Lecture 14 Introduction to Bayesian Inference

The Bayesian inference framework

Treat the unknown \Theta as a random variable. with prior p_{\Theta} or f_{\Theta}. With the observations X, using Bayes rule to obtain the posterior probability of \Theta, P_{\Theta|X}(\cdot|X=x). Once the posterior is available, the estimator can be obtained via maximize a posterioral probability (MAP) rule or leaset mean squares (LMS). The performance can be measured by "probability of error" or "mean squared error".

Screen Shot 2018-11-12 at 8.28.07 PM.png-74.4kB

Conditional probability of error and total probability of error

  • The conditional probability of other estimators that made a mistake. One of the properties of MAP rule is the it guarantee smallest probability of error.
  • The taotal probability of error is an abstract notion of error for MAP rule to estimator. It can be caculated using total probability theory.

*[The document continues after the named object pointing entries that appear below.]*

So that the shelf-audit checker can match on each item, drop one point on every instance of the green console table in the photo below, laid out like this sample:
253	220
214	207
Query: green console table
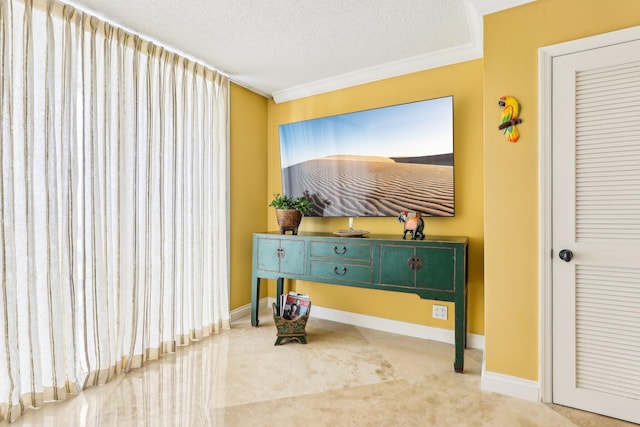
433	268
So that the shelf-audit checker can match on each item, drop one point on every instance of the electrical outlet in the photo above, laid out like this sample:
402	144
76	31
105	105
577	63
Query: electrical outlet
440	312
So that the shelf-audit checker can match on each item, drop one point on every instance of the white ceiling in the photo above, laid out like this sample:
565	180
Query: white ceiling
289	49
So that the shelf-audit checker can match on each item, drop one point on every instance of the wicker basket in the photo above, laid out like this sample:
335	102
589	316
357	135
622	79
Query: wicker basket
288	220
290	329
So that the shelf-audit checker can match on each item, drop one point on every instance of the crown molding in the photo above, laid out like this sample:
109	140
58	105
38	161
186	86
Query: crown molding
384	71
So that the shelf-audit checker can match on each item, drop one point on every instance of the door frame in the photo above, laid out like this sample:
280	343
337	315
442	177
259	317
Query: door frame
545	191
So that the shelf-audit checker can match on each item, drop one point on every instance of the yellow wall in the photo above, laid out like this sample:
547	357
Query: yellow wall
248	195
511	42
464	82
496	182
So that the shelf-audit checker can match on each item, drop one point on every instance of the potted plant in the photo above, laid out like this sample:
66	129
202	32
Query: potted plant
289	211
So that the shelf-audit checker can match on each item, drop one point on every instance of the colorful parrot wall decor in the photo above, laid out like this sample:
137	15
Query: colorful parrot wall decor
510	117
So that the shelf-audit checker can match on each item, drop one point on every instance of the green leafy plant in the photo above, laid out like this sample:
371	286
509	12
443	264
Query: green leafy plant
301	203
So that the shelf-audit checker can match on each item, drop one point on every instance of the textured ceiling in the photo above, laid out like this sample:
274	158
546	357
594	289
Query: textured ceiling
289	49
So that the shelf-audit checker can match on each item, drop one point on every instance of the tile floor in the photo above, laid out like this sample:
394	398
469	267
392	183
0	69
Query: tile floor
345	375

Discrete unknowns, discrete observation example (8. Exercise: Discrete unknowns)

Let \Theta_1 and \Theta_2 be some unobserved Bernoulli random variables and let be an observation. Conditional on X = x, the posterior joint PMF of \Theta_1 and \Theta_2 is given by

p_{\Theta _1,\Theta _2\mid X}(\theta _1,\theta _2\mid x) = \begin{cases} 0.26, & \mbox{if } \theta _1=0, \theta _2=0, \\ 0.26, & \mbox{if } \theta _1=0, \theta _2=1, \\ 0.21, & \mbox{if } \theta _1=1, \theta _2=0, \\ 0.27, & \mbox{if } \theta _1=1, \theta _2=1, \\ 0, & \mbox{otherwise.} \end{cases}

  • What is the estimate of (\Theta_1, \Theta_2) provided by MAP rule?
  • (1, 1), because the p_{\Theta _1,\Theta _2\mid X}(1, 1\mid x) is the maximum of all.
  • What is the MAP estimate of \Theta_1 based on X, that is, the one that maximizes p_{\Theta_1 \mid X}(\theta_1 \mid x)?
  • 0, from the marginal PMF, you can see that p_{\Theta_1 \mid X}(0 \mid x) is maximized
  • The moral of this problem is that an estimate of $ \Theta_1 $ obtained by identifying the maximum of the join PMF of all unknown random variables can be different from the MAP estimate of \Theta_1 from the marginal PMF.

Discrete parameter, continuous observation

  • Digital signal transmission

continous parameter, continuous observation

  • Analog signal transmission

Lecture 15 Linear models with normal noise

recognizing normal PDFs

f_X(x) = c \cdot e^{-(\alpha x^2 + \beta x + \gamma)} is a normal random variable with \mu = -\frac{\beta}{2\alpha} and variance \frac{1}{2\alpha}

The mean squared error

The most important take away from this section is that for normal unknown and normal noise signal, X = \Theta + W, no matter which x_i we observed, the mean squared error estimates {\hat \theta} are the same (the variance of \Theta). In other words, the remaining uncertainty about \theta after an observation is the same no matter what the observation is. The observation only determined the estimated mean of the random variable \theta. (See the drawing at the end of the lecture)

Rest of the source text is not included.